2.2. Model Development

All the models discussed in this section could be downloaded from the Supplementary Materials file (Models S4).

First, baseline predictive models using the cleaned dataset were developed, applying default settings of nodes. All models discussed here were validated using a 10-fold cross-validation technique (see details in Materials and Methods section). Statistical characteristics and observed vs. predictive plots for baseline models are presented in Figure 3. As could be seen, baseline models for MLR and NN reported multiple cases of negative values of T_C (such values of temperatures are physically impossible). Hamidieh [1] had a similar observation for their MLR and XGBoost models. XGBoost and RF baseline models predicted values for T_C in the positive range of temperatures (from 0 K to 140 K). At the same time, however, XGBoost and RF baseline models overpredicted values of Tc in a zone of low-temperature superconductors.

Next, we decreased the number of attributes as the relative importance of key attributes that could be influenced by co-dependent attributes in the dataset. To reduce the influence of unwanted co-dependencies, we used such preselection techniques, as weight by correlation, weight by relief, and weight by PCA. For the PCA, we found that the cumulative proportion of variance became optimal for 3 components (refer to Supplementary Materials, Figure S3). Finally, we identified and removed 685 outliers and repeated the modeling. Statistical characteristics of developed models are presented in Table 1, Table 2, Table 3 and Table 4.

The interpretation of Table 1, Table 2, Table 3 and Table 4 reveals that R² values for developed models were in the range of 0.603–0.868. The preliminary removal of correlated attributes led to a decrease in quality. Similarly, the prioritization of attributes using weighting techniques did not improve the quality of models. A potential reason for that is an ineffective selection of attributes or dissatisfactory selection of modeling parameters. At the same time, the models that used the top-20 attributes selected by weighing by correlation filter were of higher quality compared to the models generated using weighting by PCA and weighting by relief filters. Once outliers were removed, the quality of some models improved. In fact, the best models for each algorithm were obtained for a dataset with removed outliers (marked in bold in Table 1, Table 2, Table 3 and Table 4).

Next, we used aggregated parameters to develop predictive models (Table 5). The predictive ability of models that contained aggregated attributes was only lower compared to the models discussed earlier. As can be seen, the statistical quality of the majority of MLR models was below acceptable limits (R² > 0.6), while the quality of RF models was closer to models developed for the cleaned dataset. One of the reasons for decreased quality is the decline of the natural complexity of the data after aggregation. In other words, aggregated parameters are not fully capable to capture the hidden patterns of explored data. We then merged the aggregated attributes with the initial set of attributes, and the quality of models has improved and reached a level similar to the quality of models reported in Table 1, Table 2, Table 3 and Table 4. Unfortunately, this rather means that aggregated attributes did not add much value to the predictive ability.

2.3. Optimization of the Best Models

After careful examination of the discussed models, we can conclude that the quality of MLR models will not likely improve. MLR generates linear equations, and with the reduced number of attributes, the predictive ability will only decline. Our best MLR model is similar to Hamidieh’s model [1] in terms of statistical quality: R² = 0.735 and RMSE = 17.409 K (our model) versus R² = 0.74 and RMSE = 17.6 K (Hamidieh’s model).

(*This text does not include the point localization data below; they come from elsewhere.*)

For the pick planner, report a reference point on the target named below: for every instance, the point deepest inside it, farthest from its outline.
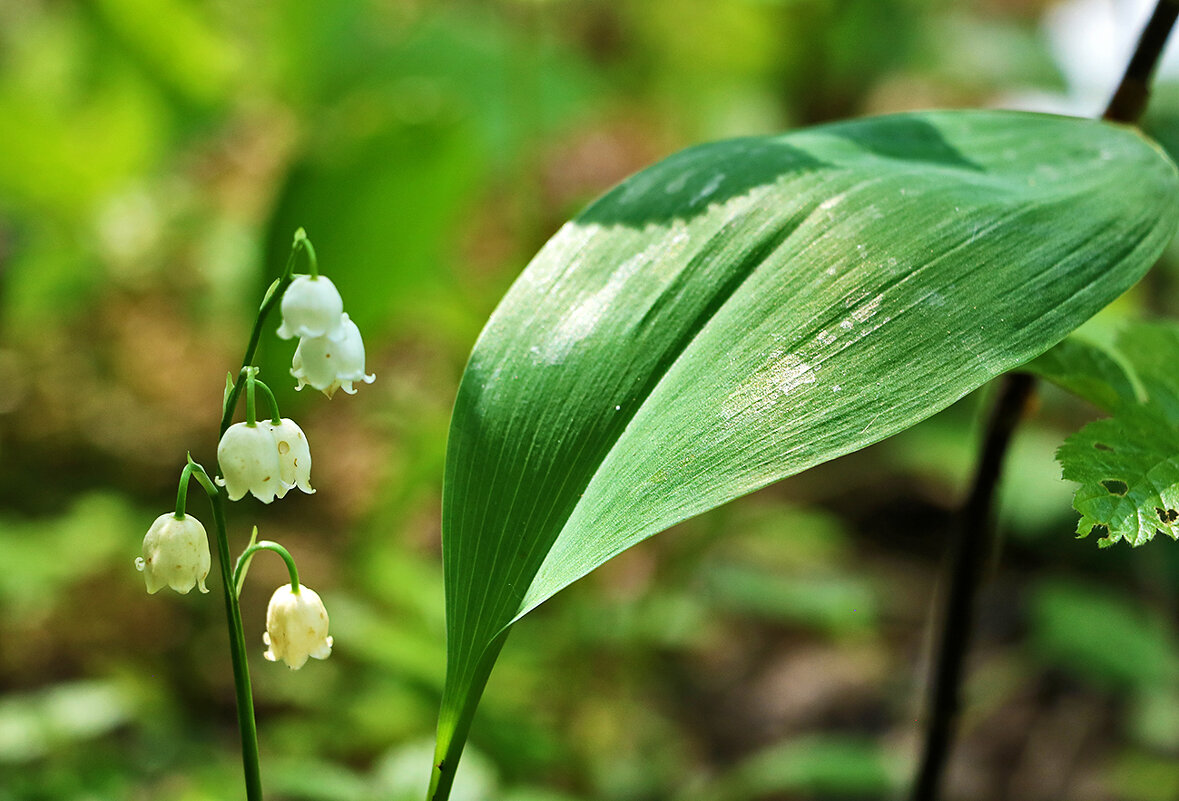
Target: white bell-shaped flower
(330, 363)
(311, 307)
(176, 555)
(296, 626)
(249, 461)
(294, 457)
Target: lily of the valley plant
(265, 458)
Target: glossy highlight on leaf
(746, 309)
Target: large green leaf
(746, 309)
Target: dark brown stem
(973, 542)
(974, 531)
(1133, 92)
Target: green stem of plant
(218, 498)
(974, 533)
(245, 721)
(1130, 99)
(267, 545)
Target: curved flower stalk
(328, 363)
(176, 555)
(249, 461)
(294, 457)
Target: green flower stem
(218, 498)
(267, 545)
(245, 722)
(274, 295)
(182, 491)
(275, 418)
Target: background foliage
(157, 156)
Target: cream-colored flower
(249, 461)
(311, 307)
(294, 457)
(176, 555)
(330, 363)
(296, 626)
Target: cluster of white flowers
(330, 353)
(268, 459)
(176, 555)
(264, 459)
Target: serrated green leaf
(746, 309)
(1127, 465)
(1128, 471)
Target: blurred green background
(156, 157)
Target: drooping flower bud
(294, 457)
(249, 463)
(296, 626)
(311, 307)
(176, 555)
(330, 363)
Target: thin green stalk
(274, 295)
(245, 721)
(974, 534)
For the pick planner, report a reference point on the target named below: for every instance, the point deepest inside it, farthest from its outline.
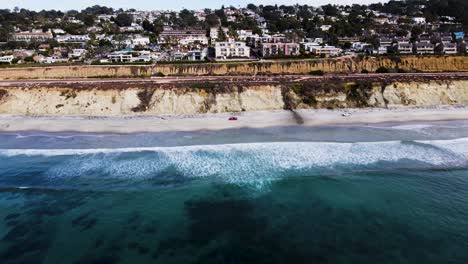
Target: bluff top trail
(287, 67)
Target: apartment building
(327, 51)
(32, 36)
(231, 49)
(279, 49)
(424, 48)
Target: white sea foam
(246, 162)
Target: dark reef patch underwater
(390, 193)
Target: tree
(88, 20)
(147, 26)
(252, 7)
(187, 18)
(123, 20)
(221, 34)
(330, 10)
(212, 20)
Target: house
(32, 36)
(174, 36)
(244, 34)
(53, 59)
(197, 55)
(231, 49)
(58, 31)
(382, 20)
(313, 40)
(308, 46)
(6, 59)
(23, 54)
(404, 48)
(139, 40)
(359, 46)
(75, 39)
(193, 40)
(424, 48)
(348, 39)
(419, 20)
(120, 56)
(450, 48)
(385, 42)
(255, 41)
(401, 40)
(325, 27)
(446, 39)
(326, 50)
(279, 49)
(77, 53)
(177, 56)
(425, 39)
(382, 50)
(214, 32)
(142, 58)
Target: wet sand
(260, 119)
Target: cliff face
(341, 65)
(140, 99)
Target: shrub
(159, 74)
(382, 70)
(317, 73)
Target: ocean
(386, 193)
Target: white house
(231, 49)
(31, 36)
(326, 50)
(450, 48)
(214, 32)
(419, 20)
(53, 59)
(308, 46)
(6, 59)
(197, 55)
(325, 27)
(72, 38)
(77, 53)
(405, 48)
(424, 48)
(120, 57)
(193, 39)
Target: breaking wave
(240, 162)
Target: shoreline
(213, 122)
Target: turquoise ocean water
(387, 193)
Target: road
(234, 79)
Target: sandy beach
(260, 119)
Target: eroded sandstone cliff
(143, 98)
(339, 65)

At the same time, XGBoost, RF, and NN methods could potentially be improved with parameter tuning. For this article, we decided to focus on the XGBoost algorithm. There were two reasons for that. First of all, we aimed to use the least unambiguous algorithm for further mechanistic interpretation [22]. Secondly, as we aimed to outperform the XGBoost model developed by Hamidieh [1] using the smaller number of attributes and less sophisticated tuning parameters. The model reported in the literature and optimized models for both cleaned and uncleaned dataset are presented in Table 6.

Hamidieh’s XGBoost model was developed on data with duplicates; it included all 81 attributes and was tuned using 374 trees with the maximum depth of trees equal to 16 [1]. Table 6 shows that our models (even for a dataset with duplicates) generally outperformed the model by Hamidieh [1]. Specifically, our best model had lower RMSE and AE by 6.03% and 9.12%, respectively (Table 6, in bold). We suggest that there is still room for improvement, as optimization XGBoost models were built using a relatively small number of trees and the predictive quality could potentially be improved.

The optimal tuning parameters for XGBoost models were as follows: 20 attributes mapped to 50 trees of 16 maximal. We observed that, for optimized models, the quality has improved when highly correlated attributes have been preliminarily removed. The situation was the opposite in non-optimized models (Table 1, Table 2, Table 3 and Table 4). Next, the decrease of quality was insignificant when we switched from the full set of attributes to top-20 attributes. Hence, we can conclude that the reduced number of attributes is still capable to preserve and represent hidden patterns in data. Removal of outliers has slightly increased the quality of models.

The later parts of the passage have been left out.